Nel 2020 escono “folklore” e “evermore”. Nuovi passi avanti, nuovi capitoli del più appassionante romanzo pop degli ultimi 15 anni. Nel novembre dello stesso anno Swift si inventa qualcosa di abbastanza alternativo: inizia a ri-registrare i suoi vecchi dischi: “le versioni di Taylor”. Poi lo scorso anno esce “Midnights”, con le sue copertine multiple che ci mostrano una Swift notturna che evoca, almeno a livello fotografico, torbide atmosfere alla Mark Lanegan. La popstar dei millennial ha compiuto 32 anni e ha pubblicato il decimo album. Si misura col passato, canta l’amore e le relazioni in 13 tappe che provengono da altrettante notti insonni. Seguìta anche da parte del popolo indie, si diverte a fare uscire l’album con copertine diverse e collezionabili osando, nuovamente, dove i grandi osano: per continuare ad essere un nome che – pur “di famiglia”, conosciuto da mamma e papà – riesca comunque a stuzzicare tutti quei fan che vogliono ancora sentirsi preziosi depositari di qualcosa di unico. Persino intimo. “Sei da solo, ragazzo.
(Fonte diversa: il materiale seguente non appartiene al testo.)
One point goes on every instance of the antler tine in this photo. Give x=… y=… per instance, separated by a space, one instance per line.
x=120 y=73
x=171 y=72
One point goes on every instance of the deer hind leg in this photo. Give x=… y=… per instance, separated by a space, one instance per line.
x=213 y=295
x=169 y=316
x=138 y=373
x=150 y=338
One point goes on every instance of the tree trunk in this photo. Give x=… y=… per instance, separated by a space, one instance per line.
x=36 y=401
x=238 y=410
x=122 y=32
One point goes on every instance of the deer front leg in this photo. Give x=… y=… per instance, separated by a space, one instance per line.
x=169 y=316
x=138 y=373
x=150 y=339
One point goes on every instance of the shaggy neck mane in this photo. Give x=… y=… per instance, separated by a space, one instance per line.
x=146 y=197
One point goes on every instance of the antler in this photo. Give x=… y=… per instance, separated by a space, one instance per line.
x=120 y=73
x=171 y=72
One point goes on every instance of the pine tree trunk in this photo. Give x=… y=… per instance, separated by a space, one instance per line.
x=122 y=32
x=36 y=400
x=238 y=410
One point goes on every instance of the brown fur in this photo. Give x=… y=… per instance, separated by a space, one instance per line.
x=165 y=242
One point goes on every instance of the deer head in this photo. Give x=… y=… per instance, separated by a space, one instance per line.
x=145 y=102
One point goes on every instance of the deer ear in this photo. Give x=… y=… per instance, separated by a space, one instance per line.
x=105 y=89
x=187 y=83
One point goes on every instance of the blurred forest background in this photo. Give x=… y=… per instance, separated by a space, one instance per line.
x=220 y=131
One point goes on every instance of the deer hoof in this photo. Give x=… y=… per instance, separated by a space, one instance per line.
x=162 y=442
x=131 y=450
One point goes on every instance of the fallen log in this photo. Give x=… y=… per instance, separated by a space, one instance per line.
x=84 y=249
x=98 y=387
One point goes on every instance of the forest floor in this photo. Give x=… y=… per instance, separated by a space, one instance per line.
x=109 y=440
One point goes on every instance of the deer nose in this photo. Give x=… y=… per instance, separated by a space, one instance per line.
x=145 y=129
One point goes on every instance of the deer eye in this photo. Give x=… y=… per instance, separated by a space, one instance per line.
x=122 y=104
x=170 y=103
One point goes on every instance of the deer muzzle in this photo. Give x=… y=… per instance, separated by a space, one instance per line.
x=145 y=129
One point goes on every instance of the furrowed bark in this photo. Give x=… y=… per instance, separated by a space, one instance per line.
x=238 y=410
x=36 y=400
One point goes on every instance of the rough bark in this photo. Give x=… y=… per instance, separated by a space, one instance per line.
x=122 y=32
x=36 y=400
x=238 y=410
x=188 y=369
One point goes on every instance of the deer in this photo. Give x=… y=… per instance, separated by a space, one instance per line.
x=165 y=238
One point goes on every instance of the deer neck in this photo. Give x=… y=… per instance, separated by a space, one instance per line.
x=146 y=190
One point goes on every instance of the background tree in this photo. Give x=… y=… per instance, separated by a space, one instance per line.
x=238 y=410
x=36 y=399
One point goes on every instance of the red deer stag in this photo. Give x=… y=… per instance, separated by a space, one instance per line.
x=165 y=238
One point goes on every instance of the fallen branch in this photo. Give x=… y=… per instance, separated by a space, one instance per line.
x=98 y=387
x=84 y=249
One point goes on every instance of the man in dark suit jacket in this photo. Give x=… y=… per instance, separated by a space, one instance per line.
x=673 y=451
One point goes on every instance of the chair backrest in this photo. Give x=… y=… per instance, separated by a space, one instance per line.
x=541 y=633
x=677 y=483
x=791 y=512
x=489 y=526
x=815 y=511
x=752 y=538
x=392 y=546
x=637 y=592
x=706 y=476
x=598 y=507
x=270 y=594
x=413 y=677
Lo sei sempre stato”, canta in “You’re on your own, kid”. Così a Brooklyn, in un angolo del Delaware o in un altro buco del mondo, qualcuno ascolta “Midnights” convinto di raccogliere le confessioni esclusive di una cantante il cui album, in realtà, è il più ascoltato, su Spotify, in un singolo giorno. Il record è del 21 ottobre 2022. La magia è di quel medesimo giorno. Taylor Swift, intima e universale, è l’ennesimo invito per snob avvizziti e intellettuali prudenti: io sono qui, sono il pop. E voi? Perché non mi guardate negli occhi?